Ein Spiel unter vielen
tilt frog war unser absolutes Herzensprojekt – entstanden in den kurzen Pausen zwischen Games und Gamification-Projekten für unsere KundInnen. Obwohl wir rund sechs Monate an tilt frog gearbeitet haben, war eine lückenlose Entwicklung unmöglich. Unsere restlichen Verpflichtungen ließen das schlicht nicht zu.
Außerdem haben wir die Entwicklung komplett selbst finanziert. Keine externe Finanzierung. Wie viel das war? Dazu später mehr.
Die Entwicklung war…
…wild. Zwischen anderen Projekten und einem Artstyle, der sich mehrfach änderte, war der Entwicklungsprozess kein leichter. Level wurden entworfen, getestet und wieder verworfen – das Gleiche galt für die Spielgrafik. Es flogen sogar einige Mechaniken raus, weil sie nicht zu unserer Kernidee passten: Es dreht sich alles um den Frosch und wie die SpielerInnen ihn steuern. Keine Welt, die ihn beeinflusst.
Eine der größten Änderungen: Wir haben Tiles (Kacheln) gestrichen und durch Spriteshapes ersetzt – das hätten wir früher tun sollen. Spriteshapes gaben uns mehr Freiheit und halfen uns, den gewünschten Grafikstil zu erzielen, da sie sich einfacher „ästhetisch einsetzen“ ließen.
Marketing ist offenbar Teil der Spieleentwicklung?
Ich habe über 100 TikToks (und andere Short-Form-Videos) hochgeladen. Ich habe mein Glück bei r/gaming versucht (😬) und über 2000 Content Creator über das fantastische Tool der Pixel Maniacs kontaktiert. Natürlich mit GIFs, Keys, USPs – allem, was dazugehört.
Wir haben Pressemitteilungen verschickt und eine fantastische Steam-Seite erstellt. Wir waren Teil mehrerer Festivals und natürlich beim Next Fest dabei.
Was das alles gebracht hat (oder eben nicht), erfahrt ihr im nächsten Teil:
Was lief schief bei tilt frog? – Teil 2 – erscheint nächsten (und hoffentlich jeden) Freitag!
Über den Autor und die Kolumne
Julien Schillinger ist Co-Gründer und Geschäftsführer des Leipziger Indie-Studios PandaBee Studios. Ein Jahr nach der Veröffentlichung berichtet er in seiner wöchentlichen Post-Mortem-Kolumne über die gemachten Erfahrungen mit ihrem ersten Titel tilt frog – auf seinem LinkedIn-Kanal und hier bei uns auf gamperrepublic.de.

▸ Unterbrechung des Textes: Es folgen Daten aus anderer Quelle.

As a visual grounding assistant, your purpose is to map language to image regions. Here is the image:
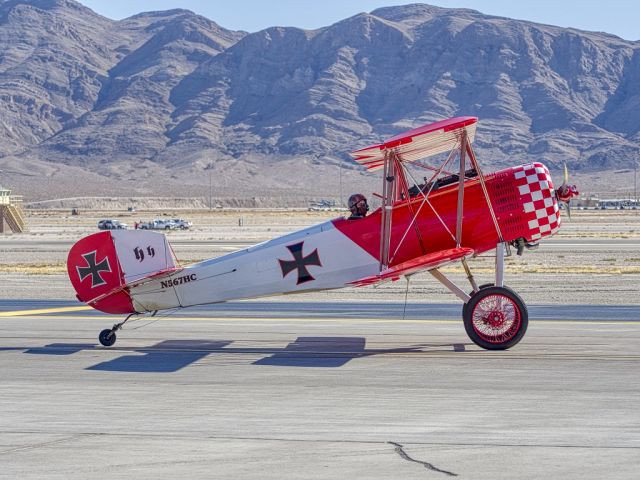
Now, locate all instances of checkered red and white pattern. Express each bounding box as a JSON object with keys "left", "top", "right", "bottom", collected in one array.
[{"left": 514, "top": 163, "right": 560, "bottom": 240}]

Fand die Einblicke so weit ganz spannend – wenn die Kolumne doch noch wie angekündigt fortgesetzt würde, würde ich mich freuen. 🙂
Hey Mussaku,
freut mich, dass der Beitrag dir gefallen hat. Es gab danach nur zwei weitere Posts von Julien und die Serie war damit (leider) abgeschlossen. Ich werde nun also doch keine Serie daraus machen, sondern demnächst noch die beiden fehlenden Posts hier zu einem Gesamtartikel ergänzen. Bin aber noch nicht dazu gekommen 😉 Ich gebe gerne Bescheid, sobald der Beitrag komplett ist! Der Plan ist, in Zukunft mehr solcher Kolumnen zu veröffentlichen. Ich halte weiter die Augen offen nach solchen ehrlichen und persönlichen Berichten aus der Branche!